Im Rahmen ihrer Vor-Ort-Termine besuchte der Arbeitskreis SOZIALES der SPD Stadtratsfraktion die Ludwigshafener Tafel in der Bayreuther Straße und informierte sich über die dortige aktuelle Situation. Frau Zimmer und Herr Hundemer von der Tafel zeigten sich erfreut über den Besuch der SPD-Kommunalpolitiker und berichteten über die Arbeit der Einrichtung und äußerten auch Wünsche hinsichtlich möglicher Verbesserungen, vor allem was die Gebäudesituation betrifft.

 

Beschäftigt bei der Tafel sind etwa 100 Mitarbeiter/innen. Sie hat vier Lieferfahrzeuge, um die Waren bei den Firmen abzuholen. Geöffnet ist die Tafel von Montag bis Samstag. Jede/r Käufer/in kommt 1x pro Woche an einem fest vereinbarten Tag, um die Kunden zahlenmäßig besser auf alle sechs Tage zu verteilen. Pro Erwachsenen wird 1,50 Euro und pro Kind 0,50 Euro als Kaufpreis verlangt, egal was für laufenden Lebensunterhalt gebraucht und wieviel eingekauft wird.

 

An laufenden Betriebskosten der Tafel fallen solche für Strom, Gas, Wasser und öffentliche Grundstücksabgaben an.
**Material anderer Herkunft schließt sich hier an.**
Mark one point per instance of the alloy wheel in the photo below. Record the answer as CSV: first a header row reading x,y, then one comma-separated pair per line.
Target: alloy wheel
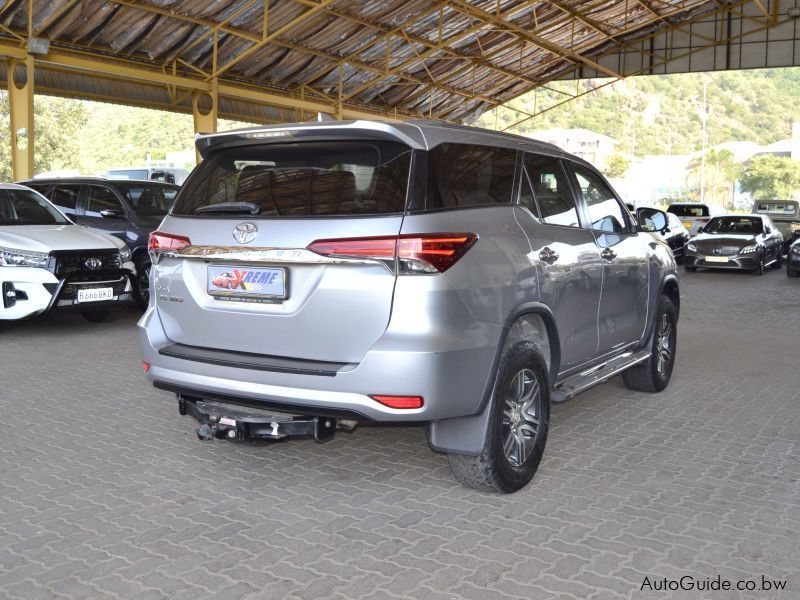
x,y
664,345
521,417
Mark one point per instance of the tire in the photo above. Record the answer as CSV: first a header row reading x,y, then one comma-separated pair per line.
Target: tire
x,y
654,375
143,267
759,270
101,316
518,424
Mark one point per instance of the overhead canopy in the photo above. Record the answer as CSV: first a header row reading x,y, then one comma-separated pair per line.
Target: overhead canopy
x,y
285,60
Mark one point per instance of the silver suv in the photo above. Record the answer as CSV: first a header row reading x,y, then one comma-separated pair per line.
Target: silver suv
x,y
403,272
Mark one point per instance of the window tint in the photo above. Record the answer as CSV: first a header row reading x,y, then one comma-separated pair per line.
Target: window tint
x,y
467,175
605,212
23,207
551,190
302,179
689,210
100,198
526,197
149,200
65,197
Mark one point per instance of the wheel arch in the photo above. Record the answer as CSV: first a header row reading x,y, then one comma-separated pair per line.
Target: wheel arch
x,y
529,322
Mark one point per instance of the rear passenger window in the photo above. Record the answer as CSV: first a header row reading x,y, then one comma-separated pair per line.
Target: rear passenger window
x,y
65,197
605,212
551,191
99,199
462,175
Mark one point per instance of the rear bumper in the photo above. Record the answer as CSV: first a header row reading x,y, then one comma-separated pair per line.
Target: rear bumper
x,y
39,291
451,382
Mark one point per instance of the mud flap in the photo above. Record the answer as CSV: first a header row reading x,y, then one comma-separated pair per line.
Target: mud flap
x,y
461,435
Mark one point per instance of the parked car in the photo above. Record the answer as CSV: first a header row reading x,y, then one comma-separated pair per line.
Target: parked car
x,y
176,175
785,214
747,242
693,215
793,259
48,263
403,272
129,210
674,234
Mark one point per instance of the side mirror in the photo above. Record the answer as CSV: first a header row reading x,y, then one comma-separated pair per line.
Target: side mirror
x,y
651,219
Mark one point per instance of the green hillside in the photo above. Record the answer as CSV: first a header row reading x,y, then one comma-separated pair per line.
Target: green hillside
x,y
662,114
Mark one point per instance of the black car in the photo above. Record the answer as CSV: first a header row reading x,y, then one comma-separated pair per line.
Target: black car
x,y
674,234
127,209
745,242
793,259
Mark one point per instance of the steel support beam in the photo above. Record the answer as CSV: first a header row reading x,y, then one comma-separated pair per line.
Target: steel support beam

Das Gelände und das Gebäude selbst kann ohne Kosten genutzt werden. Notwendig wäre hier eine Gebäudeisolierung, weil vor allem über das Stahldach in der Verkaufshalle viel Wärme verloren geht. Ebenso sollte das direkt unter dem Dach angebrachte Heizgebläse umgehend durch eine verbrauchs-optimierte Anlage ersetzt werden. Auch die Außenanlage sollte wegen der Anlieferung und den dort befindlichen Lager-Containern hinter und neben dem Gebäude unbedingt befestigt werden.

 

Die als Lagerräume genutzten Außen-Container sind "in die Jahre gekommen" und abgenutzt. Hier wird die SPD versuchen neueren Ersatz zu vermitteln. „Die Tafel wirtschaftet mit den erzielten Verkaufs Einnahmen und Spenden und leistet eine gute soziale Arbeit, die von der Sache her "Hilfe zumLebensunterhalt" darstellt, auf die ein Rechtsanspruch besteht“, so der stellvertretende sozialpolitische Sprecher der SPD-Stadtratsfraktion Hans-Joachim Weinmann. Deshalb wird die SPD im Sozialausschuss anfragen, ob hier nicht ein laufender Betriebskostenzuschuss im Rahmen des städtischen Haushaltes gewährt werden müsste

 

„Die SPD-Fraktion bedankt sich bei allen ehrenamtlichen Helferinnen und Helfern, die sich für die Tafel engagieren. Gute und sozial notwendige Einrichtungen in unserer Stadt müssen weiterhin vorhanden sein und auch bleiben. Die SPD wird sich weiterhin für eine Sozialpolitik einsetzen, die für die Menschen unserer Stadt hilfreich ist“, so der sozialpolitischer Sprecher der Fraktion Holger Scharff.